En un artículo que usted titulaba 'Hallazgos de la Edad Tardía' confiesa que en este momento de su vida aspira al sosiego, a la paz, a la templanza. ¿Objetivo conseguido?

Sí. Lo que pasa es que esto no se lo puedes decir a nadie joven. Tú dices “¿qué es mejor, la pasión o la ternura?”; los jóvenes dicen “pasión”, obviamente. Pero con los años vas aprendiendo que la ternura tiene partes maravillosas que no tiene la pasión. Es la misma diferencia que hay entre un gin-tonic y un chute de heroína; pues yo estoy para el gin-tonic.

Como verá, algunas preguntas están inspiradas en lo que deja escrito. ¿Se cuida de escribir o no según qué cosas?
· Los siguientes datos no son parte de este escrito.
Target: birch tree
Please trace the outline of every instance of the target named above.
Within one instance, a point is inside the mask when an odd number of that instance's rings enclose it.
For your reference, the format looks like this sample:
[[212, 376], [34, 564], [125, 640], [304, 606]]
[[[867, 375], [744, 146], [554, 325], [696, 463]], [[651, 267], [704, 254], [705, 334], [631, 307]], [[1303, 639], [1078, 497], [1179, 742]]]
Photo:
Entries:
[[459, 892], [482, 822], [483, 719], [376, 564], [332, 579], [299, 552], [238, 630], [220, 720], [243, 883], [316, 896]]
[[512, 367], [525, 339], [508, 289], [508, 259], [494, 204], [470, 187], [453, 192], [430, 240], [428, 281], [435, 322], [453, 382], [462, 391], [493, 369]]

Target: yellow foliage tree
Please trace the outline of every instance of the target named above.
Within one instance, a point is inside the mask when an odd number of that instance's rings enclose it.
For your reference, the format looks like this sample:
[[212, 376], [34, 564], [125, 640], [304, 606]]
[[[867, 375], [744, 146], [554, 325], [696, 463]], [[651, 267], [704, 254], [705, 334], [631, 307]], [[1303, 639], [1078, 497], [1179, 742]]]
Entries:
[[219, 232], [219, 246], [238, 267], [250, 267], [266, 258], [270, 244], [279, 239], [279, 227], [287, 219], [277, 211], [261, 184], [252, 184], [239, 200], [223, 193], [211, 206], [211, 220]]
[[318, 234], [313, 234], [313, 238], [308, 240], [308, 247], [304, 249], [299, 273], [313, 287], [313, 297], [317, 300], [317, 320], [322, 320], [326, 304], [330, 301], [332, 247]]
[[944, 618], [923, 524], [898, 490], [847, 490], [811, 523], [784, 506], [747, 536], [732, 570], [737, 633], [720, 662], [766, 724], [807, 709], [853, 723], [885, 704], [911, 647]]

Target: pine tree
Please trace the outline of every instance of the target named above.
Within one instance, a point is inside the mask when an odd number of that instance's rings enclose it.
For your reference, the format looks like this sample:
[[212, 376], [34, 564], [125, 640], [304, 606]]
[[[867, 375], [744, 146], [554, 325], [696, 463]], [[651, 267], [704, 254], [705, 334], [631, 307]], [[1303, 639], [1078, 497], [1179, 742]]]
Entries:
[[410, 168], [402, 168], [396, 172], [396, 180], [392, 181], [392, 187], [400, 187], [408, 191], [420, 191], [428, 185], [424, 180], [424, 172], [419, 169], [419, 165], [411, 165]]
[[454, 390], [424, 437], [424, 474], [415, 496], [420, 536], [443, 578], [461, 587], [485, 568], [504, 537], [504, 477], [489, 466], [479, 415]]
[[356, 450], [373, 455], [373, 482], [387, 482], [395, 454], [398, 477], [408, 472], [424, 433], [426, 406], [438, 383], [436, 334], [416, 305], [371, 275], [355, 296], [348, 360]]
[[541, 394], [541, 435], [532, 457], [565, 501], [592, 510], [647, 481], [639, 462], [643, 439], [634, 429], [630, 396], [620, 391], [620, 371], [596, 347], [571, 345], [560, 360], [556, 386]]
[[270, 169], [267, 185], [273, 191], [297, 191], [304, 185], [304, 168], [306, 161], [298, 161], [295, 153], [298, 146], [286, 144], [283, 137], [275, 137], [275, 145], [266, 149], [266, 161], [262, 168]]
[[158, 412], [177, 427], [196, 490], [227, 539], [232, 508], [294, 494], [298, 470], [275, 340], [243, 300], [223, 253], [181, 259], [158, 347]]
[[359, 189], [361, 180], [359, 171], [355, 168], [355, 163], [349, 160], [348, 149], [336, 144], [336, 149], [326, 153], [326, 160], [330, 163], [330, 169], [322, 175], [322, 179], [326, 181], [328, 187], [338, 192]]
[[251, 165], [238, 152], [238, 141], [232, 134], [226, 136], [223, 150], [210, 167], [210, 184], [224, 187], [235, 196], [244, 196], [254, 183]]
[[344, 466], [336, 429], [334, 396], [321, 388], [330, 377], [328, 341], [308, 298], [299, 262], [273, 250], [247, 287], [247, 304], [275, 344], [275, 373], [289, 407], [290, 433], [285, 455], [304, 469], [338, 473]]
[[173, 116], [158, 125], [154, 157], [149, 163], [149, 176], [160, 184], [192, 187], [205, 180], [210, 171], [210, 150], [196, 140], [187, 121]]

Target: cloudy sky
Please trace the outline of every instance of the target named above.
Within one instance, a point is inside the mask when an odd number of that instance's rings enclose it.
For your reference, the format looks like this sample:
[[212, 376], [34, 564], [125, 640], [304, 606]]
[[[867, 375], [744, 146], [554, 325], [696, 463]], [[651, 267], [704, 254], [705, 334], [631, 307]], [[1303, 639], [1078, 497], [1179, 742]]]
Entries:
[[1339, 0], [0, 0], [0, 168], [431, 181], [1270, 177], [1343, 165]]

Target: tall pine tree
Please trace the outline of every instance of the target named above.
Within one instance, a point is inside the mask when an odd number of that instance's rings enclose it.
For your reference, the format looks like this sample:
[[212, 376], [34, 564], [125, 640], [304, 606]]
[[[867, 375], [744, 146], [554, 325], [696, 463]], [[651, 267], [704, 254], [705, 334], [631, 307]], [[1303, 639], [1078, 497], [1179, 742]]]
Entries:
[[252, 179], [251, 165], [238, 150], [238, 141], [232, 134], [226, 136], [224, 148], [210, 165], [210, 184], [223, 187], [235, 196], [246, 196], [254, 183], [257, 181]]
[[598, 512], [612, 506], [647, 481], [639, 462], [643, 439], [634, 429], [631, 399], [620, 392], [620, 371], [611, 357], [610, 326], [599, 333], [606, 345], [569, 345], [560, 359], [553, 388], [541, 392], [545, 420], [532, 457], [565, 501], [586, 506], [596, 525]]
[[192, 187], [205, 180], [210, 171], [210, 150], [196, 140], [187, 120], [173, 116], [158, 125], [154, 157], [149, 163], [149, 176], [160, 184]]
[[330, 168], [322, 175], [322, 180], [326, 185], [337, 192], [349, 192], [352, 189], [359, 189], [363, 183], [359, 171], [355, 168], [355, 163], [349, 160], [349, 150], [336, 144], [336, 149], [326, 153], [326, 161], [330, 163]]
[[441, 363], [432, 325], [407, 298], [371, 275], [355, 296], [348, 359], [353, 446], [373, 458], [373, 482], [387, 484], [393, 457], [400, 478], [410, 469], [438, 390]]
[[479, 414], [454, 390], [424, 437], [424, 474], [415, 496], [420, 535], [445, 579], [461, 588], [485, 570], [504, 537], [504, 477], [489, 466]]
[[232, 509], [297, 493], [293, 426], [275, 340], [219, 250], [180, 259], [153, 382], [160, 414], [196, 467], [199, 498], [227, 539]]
Ahora ya no, pero cuando empezaba, muchísimo. Yo adoraba a mi padre, y mi padre era un gran lector, de ese tipo de personas que aprende ruso para leer a Tolstói y griego para leer a Homero; y siempre dijo que después de lo que habían escrito Shakespeare y Cervantes no había nada que añadir. Así que, que la nena quisiera ser escritora era como una profanación del territorio de mi padre. Entonces, cada vez que escribía algo, mi primer pensamiento era “qué pensará papá”. Y uno de mis profesores de escritura creativa me dijo, tras leer uno de mis cuentos, “Carmen, tú escribes muy bien, pero como no metas aquí un incesto, unas cuantas palabrotas, un sexo salvaje, nunca vas a ser escritora”. Me fui a mi casa y escribí un cuento con esos ingredientes… y funcionó.

Imagine que se olvidan de usted. ¿Qué obra suya mostraría para decir “soy escritora y esto es lo que sé hacer”?

Por romanticismo, daría a leer mi primera novela, Cinco moscas azules, a la que le tengo mucho cariño, porque tardé bastante en escribir novela. Aunque antes sí había escrito una novela rosa con seudónimo. Yo había tenido bastante éxito con otro tipo de libros, como ensayos entre humorísticos y sociológicos, Yuppies, jet set, la movida y otras especies o El síndrome de Rebeca. Y una editorial me propuso escribir una novela rosa, y le dije “¿qué quieres, que arruine mi reputación, con lo que me está costando?”. Y me dijo “no, publícala con seudónimo”. Y me pareció una ocasión buenísima, porque el seudónimo te da mucha impunidad. Y publiqué una novela con todos los ingredientes, tópicos y lugares comunes de la novela rosa y me vino muy bien, porque fue un campo de pruebas muy bueno.

¿Ha evolucionado mucho la Carmen Posadas escritora desde entonces?

Hay cosas en las que mejoras y cosas en las que empeoras. La primeras novelas eran más literarias y tenían más ambición, ahora tengo mucho más oficio y me cuesta menos, antes era un sufrimiento horrendo.